Regression Analysis

The data used here is from the 2004 Olympic Games. We are going to see if there is a correlation between the weights that a competitive lifter can lift in the snatch event and what that same competitor can lift in the clean and jerk event.

We will use a response variable of "clean" and a predictor variable of "snatch".

Data

The heaviest weights (in kg) that men who weigh more than 105 kg were able to lift are given in the table.

Data Dictionary

Age
The age the competitor will be on their birthday in 2004.
Body
The weight (kg) of the competitor
Snatch
The maximum weight (kg) lifted during the three attempts at a snatch lift
Clean
The maximum weight (kg) lifted during the three attempts at a clean and jerk lift
Total
The total weight (kg) lifted by the competitor
Age Body Snatch Clean Total
26 163.0 210.0 262.5 472.5
30 140.7 205.0 250.0 455.0
22 161.3 207.5 240.0 447.5
27 118.4 200.0 240.0 440.0
23 125.1 195.0 242.5 437.5
31 140.4 190.0 240.0 430.0
32 158.9 192.5 237.5 430.0
22 136.9 202.5 225.0 427.5
32 145.3 187.5 232.5 420.0
27 124.3 190.0 225.0 415.0
20 142.7 185.0 220.0 405.0
29 127.7 170.0 215.0 385.0
23 134.3 160.0 210.0 370.0
18 137.7 155.0 192.5 347.5

Correlation

The first rule in data analysis is to make a picture. In this case, a scatter plot is appropriate.

Scatter plot of clean and jerk (y) vs snatch (x) weights

You can see from the data that there appears to be a linear correlation between the clean & jerk and the snatch weights for the competitors, so let's move on to finding the correlation coefficient.

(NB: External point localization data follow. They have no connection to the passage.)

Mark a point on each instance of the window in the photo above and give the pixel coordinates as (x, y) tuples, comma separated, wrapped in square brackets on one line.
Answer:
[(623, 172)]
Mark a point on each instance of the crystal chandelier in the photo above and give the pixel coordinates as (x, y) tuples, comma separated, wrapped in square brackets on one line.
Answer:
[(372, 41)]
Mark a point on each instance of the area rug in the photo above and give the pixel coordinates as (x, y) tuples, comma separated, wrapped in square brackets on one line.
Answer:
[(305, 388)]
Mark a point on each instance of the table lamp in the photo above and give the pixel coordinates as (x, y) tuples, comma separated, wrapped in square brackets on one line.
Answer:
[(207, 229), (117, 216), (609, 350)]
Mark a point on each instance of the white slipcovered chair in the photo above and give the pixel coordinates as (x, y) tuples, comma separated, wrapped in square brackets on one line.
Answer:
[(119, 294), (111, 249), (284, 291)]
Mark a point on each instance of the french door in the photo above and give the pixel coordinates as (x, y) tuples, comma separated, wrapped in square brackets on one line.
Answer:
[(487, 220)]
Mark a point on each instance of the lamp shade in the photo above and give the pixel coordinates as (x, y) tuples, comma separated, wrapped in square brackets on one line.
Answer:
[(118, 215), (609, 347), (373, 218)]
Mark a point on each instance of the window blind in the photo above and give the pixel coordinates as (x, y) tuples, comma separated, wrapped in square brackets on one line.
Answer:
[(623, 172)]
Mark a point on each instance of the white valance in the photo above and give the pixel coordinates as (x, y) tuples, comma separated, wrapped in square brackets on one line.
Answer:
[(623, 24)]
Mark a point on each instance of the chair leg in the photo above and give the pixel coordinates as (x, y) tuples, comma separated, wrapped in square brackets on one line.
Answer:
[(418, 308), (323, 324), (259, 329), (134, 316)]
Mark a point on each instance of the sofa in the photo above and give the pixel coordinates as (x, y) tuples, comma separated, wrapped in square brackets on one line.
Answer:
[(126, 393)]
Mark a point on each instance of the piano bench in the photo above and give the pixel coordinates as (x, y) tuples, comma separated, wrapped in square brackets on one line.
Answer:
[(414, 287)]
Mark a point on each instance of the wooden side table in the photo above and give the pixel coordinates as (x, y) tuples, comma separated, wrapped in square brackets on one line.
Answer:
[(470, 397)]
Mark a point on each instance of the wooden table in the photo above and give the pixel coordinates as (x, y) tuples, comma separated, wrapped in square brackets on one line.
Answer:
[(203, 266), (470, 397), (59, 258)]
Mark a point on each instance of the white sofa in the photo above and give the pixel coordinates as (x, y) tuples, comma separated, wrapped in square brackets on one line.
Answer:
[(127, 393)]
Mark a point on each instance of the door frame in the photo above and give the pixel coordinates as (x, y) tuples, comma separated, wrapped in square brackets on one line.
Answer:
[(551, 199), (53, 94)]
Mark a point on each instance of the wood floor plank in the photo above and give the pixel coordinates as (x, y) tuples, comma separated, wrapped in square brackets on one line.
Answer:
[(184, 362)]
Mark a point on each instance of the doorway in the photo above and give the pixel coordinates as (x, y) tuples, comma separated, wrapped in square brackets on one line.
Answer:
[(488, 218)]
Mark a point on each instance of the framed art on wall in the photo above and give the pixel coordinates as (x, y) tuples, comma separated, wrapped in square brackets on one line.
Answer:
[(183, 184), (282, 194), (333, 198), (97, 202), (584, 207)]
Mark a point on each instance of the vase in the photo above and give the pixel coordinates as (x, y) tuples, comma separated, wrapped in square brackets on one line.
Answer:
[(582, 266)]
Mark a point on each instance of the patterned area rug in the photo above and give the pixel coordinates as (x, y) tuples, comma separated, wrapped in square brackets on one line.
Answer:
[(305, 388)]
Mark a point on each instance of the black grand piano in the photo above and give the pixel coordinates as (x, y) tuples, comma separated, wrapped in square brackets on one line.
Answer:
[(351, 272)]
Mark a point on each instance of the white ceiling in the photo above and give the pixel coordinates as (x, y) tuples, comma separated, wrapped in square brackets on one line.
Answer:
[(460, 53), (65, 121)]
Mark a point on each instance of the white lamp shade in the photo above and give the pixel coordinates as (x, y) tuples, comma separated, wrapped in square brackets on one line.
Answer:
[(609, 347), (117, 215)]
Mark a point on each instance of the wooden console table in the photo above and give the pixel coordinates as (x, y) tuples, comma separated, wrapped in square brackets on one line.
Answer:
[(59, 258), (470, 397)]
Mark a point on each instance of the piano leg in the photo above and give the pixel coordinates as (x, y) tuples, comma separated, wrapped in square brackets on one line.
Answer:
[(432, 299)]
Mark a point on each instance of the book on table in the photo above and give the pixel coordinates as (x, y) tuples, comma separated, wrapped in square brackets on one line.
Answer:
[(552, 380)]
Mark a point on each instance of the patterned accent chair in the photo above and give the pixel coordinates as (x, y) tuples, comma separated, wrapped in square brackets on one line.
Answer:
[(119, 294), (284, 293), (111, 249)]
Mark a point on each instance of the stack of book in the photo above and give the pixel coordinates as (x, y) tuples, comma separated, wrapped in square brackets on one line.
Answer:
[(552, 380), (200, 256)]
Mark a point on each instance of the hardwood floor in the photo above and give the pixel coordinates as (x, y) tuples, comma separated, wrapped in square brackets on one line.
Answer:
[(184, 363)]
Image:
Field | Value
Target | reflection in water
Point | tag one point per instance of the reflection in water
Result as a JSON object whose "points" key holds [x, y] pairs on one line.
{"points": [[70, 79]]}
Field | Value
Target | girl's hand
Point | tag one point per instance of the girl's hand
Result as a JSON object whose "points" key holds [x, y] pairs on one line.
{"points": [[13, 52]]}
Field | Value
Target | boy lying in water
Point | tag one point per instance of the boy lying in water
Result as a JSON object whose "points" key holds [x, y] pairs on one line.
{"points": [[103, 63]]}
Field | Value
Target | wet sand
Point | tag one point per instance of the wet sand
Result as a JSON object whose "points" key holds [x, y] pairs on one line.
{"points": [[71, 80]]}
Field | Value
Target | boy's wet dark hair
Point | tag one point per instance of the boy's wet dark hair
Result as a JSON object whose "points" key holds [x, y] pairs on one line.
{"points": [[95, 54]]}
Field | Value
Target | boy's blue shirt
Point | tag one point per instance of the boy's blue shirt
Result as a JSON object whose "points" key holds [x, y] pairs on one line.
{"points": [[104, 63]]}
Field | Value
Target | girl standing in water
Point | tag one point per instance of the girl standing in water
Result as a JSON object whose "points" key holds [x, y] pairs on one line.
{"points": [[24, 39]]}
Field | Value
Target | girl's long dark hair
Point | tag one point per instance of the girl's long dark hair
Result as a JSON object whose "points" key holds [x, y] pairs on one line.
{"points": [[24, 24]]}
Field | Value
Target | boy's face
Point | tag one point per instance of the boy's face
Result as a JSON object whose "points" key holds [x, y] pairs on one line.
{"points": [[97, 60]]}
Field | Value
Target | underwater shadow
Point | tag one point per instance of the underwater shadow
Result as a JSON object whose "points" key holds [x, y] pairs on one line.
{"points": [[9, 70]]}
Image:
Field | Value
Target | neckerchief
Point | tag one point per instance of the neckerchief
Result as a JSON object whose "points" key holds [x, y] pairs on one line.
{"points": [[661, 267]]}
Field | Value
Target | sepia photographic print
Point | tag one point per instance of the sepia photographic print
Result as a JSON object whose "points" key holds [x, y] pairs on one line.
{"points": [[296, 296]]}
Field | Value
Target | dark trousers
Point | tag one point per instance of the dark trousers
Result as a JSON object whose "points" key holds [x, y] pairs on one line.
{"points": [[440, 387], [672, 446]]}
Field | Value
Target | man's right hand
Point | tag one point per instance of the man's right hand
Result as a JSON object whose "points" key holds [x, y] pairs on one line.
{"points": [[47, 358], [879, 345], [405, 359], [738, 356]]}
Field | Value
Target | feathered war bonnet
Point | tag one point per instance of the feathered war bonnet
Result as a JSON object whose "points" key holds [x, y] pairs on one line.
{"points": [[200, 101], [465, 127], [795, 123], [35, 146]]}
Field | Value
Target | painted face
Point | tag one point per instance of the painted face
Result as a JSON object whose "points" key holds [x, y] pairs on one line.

Here is the Minitab output.

Pearson correlation of snatch and clean = 0.888
P-Value = 0.000

The Pearson's correlation coefficient is r = 0.888. Remember that number, we'll come back to it in a moment.

For now, the p-value is 0.000. Every time you have a p-value, you have a hypothesis test, and every time you have a hypothesis test, you have a null hypothesis. The null hypothesis here is H0: ρ = 0, that is, that there is no significant linear correlation.

The p-value is the chance of obtaining the results we obtained if the null hypothesis is true and so in this case we'll reject our null hypothesis of no linear correlation and say that there is significant positive linear correlation between the variables.

Regression Analysis

Let's start off with the descriptive statistics for the two variables. Remember, our predictor (x) variable is snatch and our response variable (y) is clean.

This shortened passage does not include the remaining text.